Cory Abate-Shen of the Herbert Irving Comprehensive Cancer Center (HICCC) at Columbia University and co-investigators Michael Shen (HICCC), David Solit (Memorial Sloan Kettering Cancer Center), and David McConkey (Johns Hopkins School of Medicine) are conducting research to gain a better understanding of the molecular mechanisms regulating lineage plasticity in bladder cancer. By integrating clinical and translational medicine expertise across investigative teams and clinical sites, this team will interrogate the contribution of lineage plasticity to tumor progression and define the causal events driving progression from NMIBC to MIBC. A defining component of their research is an ambitious, team-science, multi-site plan to apply cutting-edge histopathological, genomic, and computational methods to the characterization of a first-of-its-kind prospective cohort of longitudinal bladder cancer samples obtained from patients whose cancer has progressed from NMIBC to MIBC. The Abate-Shen team expects learnings from their research will lead to better methods for identifying patients at elevated risk of progressive disease and improve clinical and economic outcomes by enabling new clinical trials and providing therapeutic options for better treatments of early-stage bladder cancer patients.

published research

Park S, Rong L, Owczarek TB, Bernardo MD, Shoulson RL, Chua CW, Kim JY, Lankarani A, Chakrapani P, Syed T, McKiernan JM, Solit DB, Shen MM, Al-Ahmadie HA, Abate-Shen C. Novel Mouse Models of Bladder Cancer Identify a Prognostic Signature Associated with Risk of Disease Progression. Cancer Res. 2021.

Warrick JI, Hu W, Yamashita H, Walter V, Shuman L, Craig JM, Gellert LL, Castro MAA, Robertson AG, Kuo F, Ostrovnaya I, Sarungbam J, Chen YB, Gopalan A, Sirintrapun SJ, Fine SW, Tickoo SK, Kim K, Thomas J, Karan N, Gao SP, Clinton TN, Lenis AT, Chan TA, Chen Z, Rao M, Hollman TJ, Li Y, Socci ND, Chavan S, Viale A, Mohibullah N, Bochner BH, Pietzak EJ, Teo MY, Iyer G, Rosenberg JE, Bajorin DF, Kaag M, Merrill SB, Joshi M, Adam R, Taylor JA 3rd, Clark PE, Raman JD, Reuter VE, Chen Y, Funt SA, Solit DB, DeGraff DJ, Al-Ahmadie HA. FOXA1 repression drives lineage plasticity and immune heterogeneity in bladder cancers with squamous differentiation.

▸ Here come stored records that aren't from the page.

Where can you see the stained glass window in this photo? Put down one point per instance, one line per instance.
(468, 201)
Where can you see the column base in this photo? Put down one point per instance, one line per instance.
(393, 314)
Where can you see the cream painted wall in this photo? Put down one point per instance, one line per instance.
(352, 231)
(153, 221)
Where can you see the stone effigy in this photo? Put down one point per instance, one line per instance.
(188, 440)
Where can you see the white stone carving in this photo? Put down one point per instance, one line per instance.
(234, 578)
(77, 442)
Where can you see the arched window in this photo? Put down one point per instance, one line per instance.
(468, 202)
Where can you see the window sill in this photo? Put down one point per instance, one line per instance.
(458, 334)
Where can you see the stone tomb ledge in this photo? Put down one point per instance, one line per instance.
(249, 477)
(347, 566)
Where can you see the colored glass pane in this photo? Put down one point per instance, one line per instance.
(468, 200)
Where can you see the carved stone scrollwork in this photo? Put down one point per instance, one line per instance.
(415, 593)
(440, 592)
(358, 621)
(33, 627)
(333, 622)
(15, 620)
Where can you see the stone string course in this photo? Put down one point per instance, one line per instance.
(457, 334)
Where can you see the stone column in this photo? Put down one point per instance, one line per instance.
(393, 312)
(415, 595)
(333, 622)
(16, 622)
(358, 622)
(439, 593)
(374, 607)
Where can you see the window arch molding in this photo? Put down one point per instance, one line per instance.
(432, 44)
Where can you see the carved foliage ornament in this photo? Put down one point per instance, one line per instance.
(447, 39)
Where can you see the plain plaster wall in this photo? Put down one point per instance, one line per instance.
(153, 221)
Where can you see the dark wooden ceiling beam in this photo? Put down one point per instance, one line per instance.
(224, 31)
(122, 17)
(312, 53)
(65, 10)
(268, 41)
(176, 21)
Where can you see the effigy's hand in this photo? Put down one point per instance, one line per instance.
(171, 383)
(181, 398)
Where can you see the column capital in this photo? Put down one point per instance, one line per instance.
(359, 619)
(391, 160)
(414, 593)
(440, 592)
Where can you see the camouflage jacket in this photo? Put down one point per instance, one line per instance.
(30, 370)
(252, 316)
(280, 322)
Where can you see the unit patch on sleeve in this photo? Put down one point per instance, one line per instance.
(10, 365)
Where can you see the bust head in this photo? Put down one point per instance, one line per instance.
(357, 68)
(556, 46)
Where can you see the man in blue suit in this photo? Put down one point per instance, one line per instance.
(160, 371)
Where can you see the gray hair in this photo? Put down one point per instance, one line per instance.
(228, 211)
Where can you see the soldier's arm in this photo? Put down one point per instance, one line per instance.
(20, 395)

Nat Commun. 2022.

Clinton TN, Chen Z, Wise H, Lenis AT, Chavan S, Donoghue MTA, Almassi N, Chu CE, Dason S, Rao P, Rodrigues JA, Vasani NB, Ridouani F, Rosenberg JE, Bajorin DF, Teo MY, Bochner BH, Berger MF, Ostrovnaya I, Pietzak EJ, Iyer G, Gao SP, Hu W, Al-Ahmadie HA, Solit DB. Genomic heterogeneity as a barrier to precision oncology in urothelial cancer. Cell Rep. 2022.